Phi4mm ViT Runner#

class Phi4MMViTRunner : public trt_edgellm::rt::MultimodalRunner #

Runner for Phi-4MM vision encoder.

This class handles:

Image preprocessing (HWC uint8 → normalized FP16 HWC on GPU)
Tiling to per-block CHW layout for the TRT visual engine
Running the visual engine to produce raw 256-per-block visual tokens
Batched HD postprocess to assemble sub/global grids with newline and GN tokens
Text preprocessing to expand image placeholders into a contiguous id range

Public Functions

Phi4MMViTRunner(std::string const &engineDir, cudaStream_t stream)#

Constructor for Phi4MMViTRunner.

Parameters:

engineDir – [in] Directory containing the TensorRT engine files
stream – [in] CUDA stream for execution

~Phi4MMViTRunner() = default#

virtual bool preprocess( rt::LLMGenerationRequest const &request, std::vector<std::vector<int32_t>> &batchedInputIds, tokenizer::Tokenizer *tokenizer, rt::Tensor &ropeRotaryCosSinDevice, cudaStream_t stream ) override#

Preprocess multimodal input including images and text.

Parameters:

request – [in] LLM generation request containing images and text
batchedInputIds – [inout] Batched input token IDs after preprocessing
tokenizer – [in] Tokenizer for text processing
ropeRotaryCosSinDevice – [inout] RoPE rotary position encoding cache (unused for Phi-4MM)
stream – [in] CUDA stream for execution

Returns:

True if preprocessing succeeded, false otherwise

virtual bool infer(cudaStream_t stream) override#

Run inference on the vision encoder and perform HD postprocess.

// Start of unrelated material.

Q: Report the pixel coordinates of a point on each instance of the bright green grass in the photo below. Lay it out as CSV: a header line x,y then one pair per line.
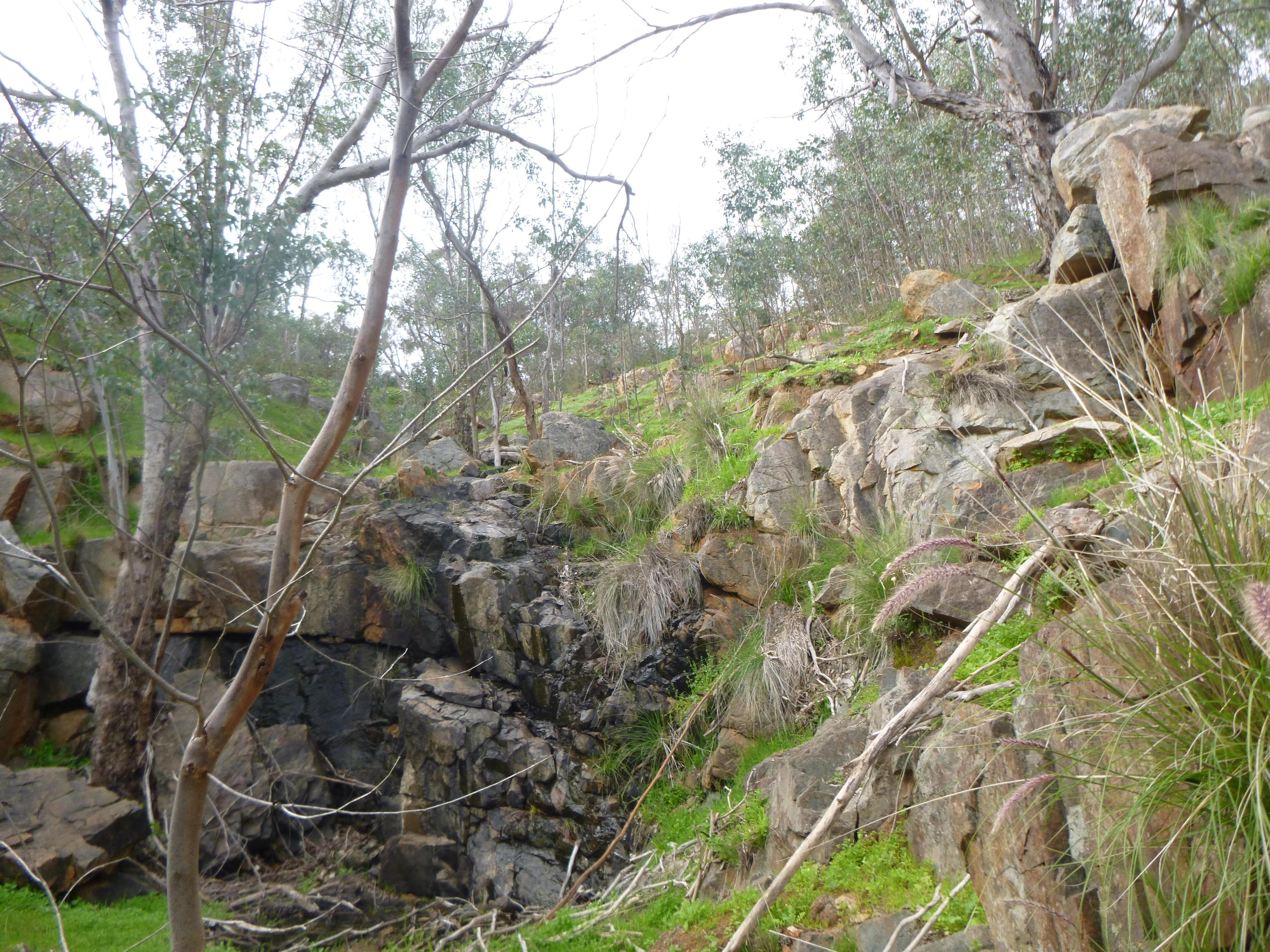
x,y
27,920
878,871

Parameters:: stream – [in] CUDA stream for execution
Returns:: True if inference succeeded, false otherwise

virtual bool validateAndFillConfig( std::string const &configPath ) override#

Validate and load configuration from JSON file.

Parameters:: configPath – [in] Path to configuration file
Returns:: True if configuration is valid and loaded successfully, false otherwise

virtual bool allocateBuffer(cudaStream_t stream) override#

Allocate buffers for inference and postprocess.

Parameters:: stream – [in] CUDA stream for execution
Returns:: True if allocation succeeded, false otherwise

struct Phi4MMViTConfig#

Configuration for Phi4MMViT vision encoder.

This configuration aggregates vision-tower-derived dimensions (num blocks, channels, output hidden size), tokenizer-related settings for image token expansion, and image normalization parameters used by the CUDA preprocess kernels.

Public Members

int32_t maxNumBlocks = {0}#: Maximum number of image blocks supported by engine.

int32_t minNumBlocks = {0}#: Minimum number of image blocks supported by engine.

int32_t numChannels = {3}#: Image channels (RGB=3)

int32_t outHiddenSize = {0}#: Visual output hidden size (projection dim)

int32_t imageTokenId = {200010}#: Placeholder token id in text to be expanded into image tokens.

int32_t vocabSize = {0}#: Base vocabulary size; image ids start from vocabSize.

std::array<float, 3> imageMean = {{0.5F, 0.5F, 0.5F}}#: Mean per channel used in normalize: (val/255 - mean)/std.

std::array<float, 3> imageStd = {{0.5F, 0.5F, 0.5F}}#: Std per channel used in normalize.

int32_t minImageTokensPerImage = {0}#: Min visual tokens per image (for resize/grid selection)

int32_t maxImageTokensPerImage = {0}#: Max visual tokens per image (for resize/grid selection)

int32_t blockImageSizeH = {0}#: Block image height (crop size)

int32_t blockImageSizeW = {0}#: Block image width (crop size)

int32_t blockDownsampleRatio = {28}#: Block downsample ratio.

int32_t tokensPerSide = {0}#: Number of tokens per dimension.